Narcolepsy is one of the most under diagnosed illnesses that medicine of the twenty first century deals with. It is estimated that only one quarter of those actually suffering from this disorder have been properly diagnosed and treated. This leaves approximately 120,000 sleepy people who have been misdiagnosed and improperly treated or undiagnosed completely. For these people, the impact on their lives is considerable and at times completely disabling or fatal (auto accidents account for the majority of the fatalities). With the advent of modern sleep monitoring techniques and recent developments in genetics this number should drop significantly. Although no cure for narcolepsy has been found, recent advances in medications allow most people to lead normal or nearly normal lives.

Narcolepsy can be defined as uncontrollable attacks of REM (Rapid Eye Movement) Sleep also called dream or paradoxical sleep during what is considered daytime or "normal" waking hours. Between these episodes the person feels sleepy on a continual basis unrelated to the amount or type of nighttime sleep.

Excessive daytime sleepiness is just one of the symptoms of narcolepsy. There are three other symptoms that are closely associated with narcolepsy and are known as the ancillary symptoms. These include cataplexy, which is the sudden loss of muscle strength usually brought on by a strong emotional stimulus e.g. laughter, anger, and fright. Sleep Paralysis is the sensation that all of your muscles are paralyzed and occurs in the transition into or out of sleep. Many "normal" people experience a feeling of free falling generally after a full night's sleep and occurs when waking up out of the last REM period (dream state) of the night. Sleep paralysis becomes pathologic when it occurs at sleep onset rather than sleep offset.

The third associated symptom is called Hypnagogic and Hypnopompic Hallucinations. Hypnagogic hallucinations are vivid still image mental pictures that occur when one first falls asleep and hypnopompic hallucinations are similar vivid frozen motion mental imagery at the point of awakening.

Narcoleptic patients can have one, two or all three of the associated symptoms and sometimes there will be no other symptom, other than the daytime sleepiness. Most patients with narcolepsy start off with the daytime sleep attacks and then go on to develop the ancillary symptoms later on. The ancillary symptoms however such as cataplexy can be as troubling to the patient as the primary symptom of sleep attacks. Treatment of the sleep attacks and cataplexy for the most part require different medications.

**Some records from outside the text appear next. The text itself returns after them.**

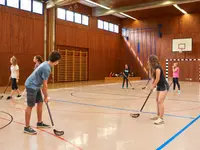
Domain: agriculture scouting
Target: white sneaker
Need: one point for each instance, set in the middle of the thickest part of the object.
(155, 117)
(159, 121)
(179, 91)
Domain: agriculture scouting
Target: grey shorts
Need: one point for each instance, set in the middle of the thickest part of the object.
(33, 96)
(165, 87)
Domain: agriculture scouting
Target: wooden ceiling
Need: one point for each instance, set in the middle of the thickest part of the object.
(193, 7)
(165, 11)
(120, 3)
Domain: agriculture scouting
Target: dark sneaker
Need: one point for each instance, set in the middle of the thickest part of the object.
(9, 97)
(29, 130)
(42, 125)
(18, 96)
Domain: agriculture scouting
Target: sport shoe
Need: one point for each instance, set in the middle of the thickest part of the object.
(18, 96)
(154, 117)
(29, 130)
(179, 91)
(159, 121)
(42, 125)
(9, 97)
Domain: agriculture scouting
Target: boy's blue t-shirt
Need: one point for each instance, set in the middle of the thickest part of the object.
(126, 72)
(35, 80)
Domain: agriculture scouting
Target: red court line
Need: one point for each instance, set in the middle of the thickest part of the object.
(44, 130)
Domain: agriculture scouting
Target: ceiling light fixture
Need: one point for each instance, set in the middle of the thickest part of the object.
(102, 6)
(128, 16)
(183, 11)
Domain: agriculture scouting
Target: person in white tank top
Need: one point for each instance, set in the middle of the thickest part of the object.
(14, 77)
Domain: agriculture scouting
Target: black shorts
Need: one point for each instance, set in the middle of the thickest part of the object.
(14, 83)
(164, 87)
(33, 96)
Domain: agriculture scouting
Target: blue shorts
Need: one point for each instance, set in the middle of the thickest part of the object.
(33, 96)
(14, 83)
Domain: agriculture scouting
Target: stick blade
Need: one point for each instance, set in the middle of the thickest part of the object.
(135, 115)
(1, 97)
(58, 133)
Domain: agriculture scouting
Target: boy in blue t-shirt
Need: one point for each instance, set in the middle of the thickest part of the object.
(33, 85)
(125, 76)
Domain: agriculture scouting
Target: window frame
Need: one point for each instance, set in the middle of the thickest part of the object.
(57, 14)
(87, 20)
(67, 17)
(75, 17)
(33, 7)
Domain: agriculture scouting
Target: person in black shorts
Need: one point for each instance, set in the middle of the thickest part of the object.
(125, 76)
(162, 85)
(14, 77)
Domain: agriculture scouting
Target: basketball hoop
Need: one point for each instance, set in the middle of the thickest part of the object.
(180, 51)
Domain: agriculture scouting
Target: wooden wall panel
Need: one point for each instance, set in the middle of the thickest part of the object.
(183, 26)
(22, 35)
(103, 46)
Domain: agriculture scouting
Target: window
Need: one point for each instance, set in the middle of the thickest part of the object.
(70, 16)
(116, 28)
(61, 13)
(25, 5)
(100, 24)
(111, 27)
(78, 18)
(37, 7)
(105, 25)
(85, 20)
(13, 3)
(108, 26)
(2, 2)
(124, 32)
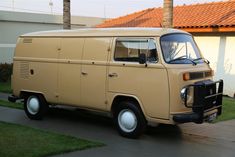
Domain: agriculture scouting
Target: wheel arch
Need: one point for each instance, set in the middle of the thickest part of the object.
(119, 98)
(25, 94)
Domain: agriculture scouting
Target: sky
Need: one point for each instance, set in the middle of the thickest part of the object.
(95, 8)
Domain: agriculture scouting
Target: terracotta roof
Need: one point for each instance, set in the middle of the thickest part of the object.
(206, 15)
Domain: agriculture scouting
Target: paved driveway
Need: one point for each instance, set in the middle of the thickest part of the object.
(162, 141)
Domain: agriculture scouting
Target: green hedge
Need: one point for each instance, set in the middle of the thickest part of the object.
(5, 72)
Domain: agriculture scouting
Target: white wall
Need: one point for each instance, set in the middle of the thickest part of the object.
(220, 51)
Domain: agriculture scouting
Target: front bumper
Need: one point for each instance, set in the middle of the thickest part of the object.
(207, 101)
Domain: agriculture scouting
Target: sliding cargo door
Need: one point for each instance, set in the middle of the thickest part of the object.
(69, 80)
(94, 72)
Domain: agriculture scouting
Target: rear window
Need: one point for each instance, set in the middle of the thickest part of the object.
(130, 49)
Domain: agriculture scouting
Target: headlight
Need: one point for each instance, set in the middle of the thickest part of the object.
(183, 94)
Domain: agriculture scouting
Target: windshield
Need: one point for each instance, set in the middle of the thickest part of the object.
(180, 49)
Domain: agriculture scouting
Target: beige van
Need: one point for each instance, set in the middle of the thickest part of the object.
(140, 76)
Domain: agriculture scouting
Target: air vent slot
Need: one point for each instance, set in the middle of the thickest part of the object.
(24, 70)
(27, 40)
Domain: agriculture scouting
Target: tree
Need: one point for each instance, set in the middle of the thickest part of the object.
(66, 15)
(168, 14)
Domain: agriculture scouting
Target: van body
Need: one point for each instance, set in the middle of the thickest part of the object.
(139, 75)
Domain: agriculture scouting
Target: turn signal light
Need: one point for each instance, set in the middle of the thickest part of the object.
(186, 76)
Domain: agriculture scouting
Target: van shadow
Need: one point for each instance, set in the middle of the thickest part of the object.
(165, 132)
(162, 132)
(79, 116)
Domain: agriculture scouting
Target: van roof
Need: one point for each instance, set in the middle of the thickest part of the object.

Other symptoms of narcolepsy include:

•Automatic behavior - performance of routine tasks while in a twilight sleep state for which the person has no memory "upon awakening".

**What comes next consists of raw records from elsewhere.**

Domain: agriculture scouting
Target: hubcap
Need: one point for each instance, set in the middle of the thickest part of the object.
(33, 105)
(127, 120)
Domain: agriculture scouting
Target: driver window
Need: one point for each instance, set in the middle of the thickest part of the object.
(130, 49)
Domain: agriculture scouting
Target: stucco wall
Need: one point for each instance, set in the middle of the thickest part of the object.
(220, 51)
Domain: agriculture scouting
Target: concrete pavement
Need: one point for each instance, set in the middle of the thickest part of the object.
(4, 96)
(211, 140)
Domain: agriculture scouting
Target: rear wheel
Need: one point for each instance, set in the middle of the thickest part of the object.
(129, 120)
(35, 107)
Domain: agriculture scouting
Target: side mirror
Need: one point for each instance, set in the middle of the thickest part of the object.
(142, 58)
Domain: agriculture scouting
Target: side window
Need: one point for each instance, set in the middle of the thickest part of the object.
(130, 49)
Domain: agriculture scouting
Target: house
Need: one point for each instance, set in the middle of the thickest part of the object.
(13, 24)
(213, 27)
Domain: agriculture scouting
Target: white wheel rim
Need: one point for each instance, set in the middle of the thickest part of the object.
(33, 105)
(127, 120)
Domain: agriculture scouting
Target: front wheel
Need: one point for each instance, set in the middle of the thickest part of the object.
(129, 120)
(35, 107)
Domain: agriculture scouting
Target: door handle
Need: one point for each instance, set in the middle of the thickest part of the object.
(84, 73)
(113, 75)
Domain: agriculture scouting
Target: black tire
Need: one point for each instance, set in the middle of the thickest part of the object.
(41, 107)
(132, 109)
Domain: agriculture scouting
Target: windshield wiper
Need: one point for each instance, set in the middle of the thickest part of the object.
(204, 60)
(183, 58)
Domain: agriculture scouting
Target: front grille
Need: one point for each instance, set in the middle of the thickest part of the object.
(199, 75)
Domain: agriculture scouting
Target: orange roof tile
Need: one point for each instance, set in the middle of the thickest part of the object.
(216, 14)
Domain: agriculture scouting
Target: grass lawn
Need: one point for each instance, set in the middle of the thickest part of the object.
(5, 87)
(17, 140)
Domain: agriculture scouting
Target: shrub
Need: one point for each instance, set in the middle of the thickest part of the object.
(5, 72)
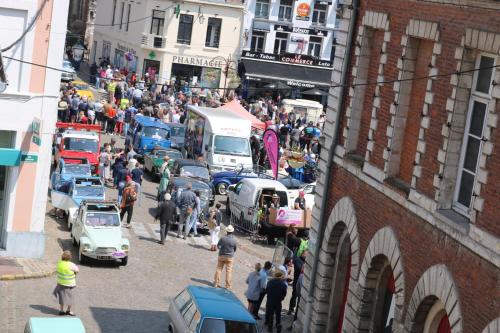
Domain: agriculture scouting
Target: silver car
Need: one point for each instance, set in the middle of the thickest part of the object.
(69, 73)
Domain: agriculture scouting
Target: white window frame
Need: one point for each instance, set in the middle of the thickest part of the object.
(259, 4)
(285, 7)
(480, 97)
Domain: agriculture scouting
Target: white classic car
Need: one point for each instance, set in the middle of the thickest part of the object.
(97, 232)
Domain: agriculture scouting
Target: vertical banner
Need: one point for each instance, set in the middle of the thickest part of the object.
(271, 143)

•Disturbed nighttime sleep.

•Poor concentration abilities.

•Poor short-term memory.

•Short temper and mood swings.

•Social isolation.

•Depression.

Narcolepsy typically starts during a person's teenage years and for this reason many patients are labeled; slow, unmotivated, daydreamers, drug users, or ADD (Attention Deficit Disorder) sufferers.

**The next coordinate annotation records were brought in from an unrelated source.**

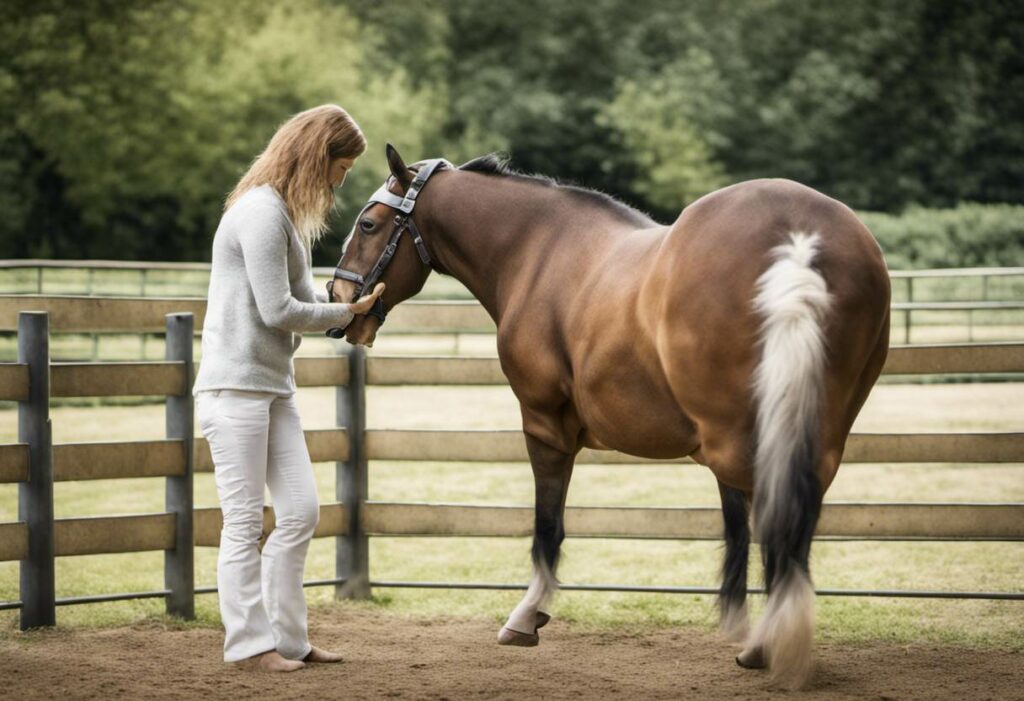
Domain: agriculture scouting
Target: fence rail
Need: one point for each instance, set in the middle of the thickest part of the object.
(89, 314)
(35, 463)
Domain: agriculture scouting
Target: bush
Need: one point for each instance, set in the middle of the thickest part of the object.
(969, 235)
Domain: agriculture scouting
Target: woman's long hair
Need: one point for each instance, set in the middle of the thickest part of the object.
(296, 164)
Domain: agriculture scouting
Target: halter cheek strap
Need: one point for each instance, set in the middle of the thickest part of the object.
(403, 205)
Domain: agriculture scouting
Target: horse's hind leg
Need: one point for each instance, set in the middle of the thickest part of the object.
(732, 596)
(552, 471)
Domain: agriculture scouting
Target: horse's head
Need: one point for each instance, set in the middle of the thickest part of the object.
(377, 251)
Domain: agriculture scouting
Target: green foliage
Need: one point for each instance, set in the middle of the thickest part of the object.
(123, 123)
(970, 235)
(135, 128)
(658, 120)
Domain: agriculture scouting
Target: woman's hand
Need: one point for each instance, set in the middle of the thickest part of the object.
(366, 303)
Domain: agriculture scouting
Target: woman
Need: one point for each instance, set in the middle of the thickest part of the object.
(261, 299)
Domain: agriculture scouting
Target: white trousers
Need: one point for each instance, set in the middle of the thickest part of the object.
(256, 441)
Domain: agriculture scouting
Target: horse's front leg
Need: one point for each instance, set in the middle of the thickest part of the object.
(552, 470)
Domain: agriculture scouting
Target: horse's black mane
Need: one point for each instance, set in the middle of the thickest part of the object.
(497, 164)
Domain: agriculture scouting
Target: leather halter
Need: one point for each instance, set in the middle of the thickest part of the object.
(403, 206)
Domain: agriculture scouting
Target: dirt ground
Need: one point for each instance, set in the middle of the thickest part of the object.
(389, 656)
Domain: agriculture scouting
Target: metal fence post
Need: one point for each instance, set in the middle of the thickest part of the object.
(352, 550)
(35, 497)
(178, 563)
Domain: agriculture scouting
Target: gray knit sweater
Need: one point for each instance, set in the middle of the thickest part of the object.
(260, 300)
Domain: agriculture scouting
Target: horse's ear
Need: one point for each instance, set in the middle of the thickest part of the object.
(398, 168)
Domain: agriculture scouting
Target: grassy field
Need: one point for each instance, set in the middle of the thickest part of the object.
(844, 565)
(927, 326)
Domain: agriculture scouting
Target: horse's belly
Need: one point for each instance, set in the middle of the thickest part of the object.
(637, 423)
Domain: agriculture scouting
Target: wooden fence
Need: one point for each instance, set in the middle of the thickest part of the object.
(35, 463)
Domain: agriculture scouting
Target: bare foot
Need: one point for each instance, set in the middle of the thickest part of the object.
(317, 655)
(270, 661)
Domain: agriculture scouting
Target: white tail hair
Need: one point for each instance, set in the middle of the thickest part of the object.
(793, 300)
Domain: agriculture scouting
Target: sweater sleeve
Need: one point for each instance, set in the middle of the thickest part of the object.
(264, 250)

The exact cause is not known but narcolepsy appears to be a disorder of that part of the central nervous system that controls sleep and wakefulness. An almost identical syndrome occurs in dogs and a very recent discovery has identified a mutant gene that codes for a specific neurotransmitter receptor. This is very exciting because it may allow medical science to modify the gene so that the correct receptor is made and "cure" the condition. The ancillary symptoms: cataplexy, sleep paralysis and hypnagogic hallucinations can be thought of as REM (rapid eye movement) intrusion into wakefulness. During REM sleep all muscles of the body become paralyzed and dreaming occurs. In narcoleptics however this behavior is not confined to sleep during the night but occurs periodically throughout the day causing all the signs and symptoms described above. Narcolepsy is not caused by psychiatric or psychological or emotional problems.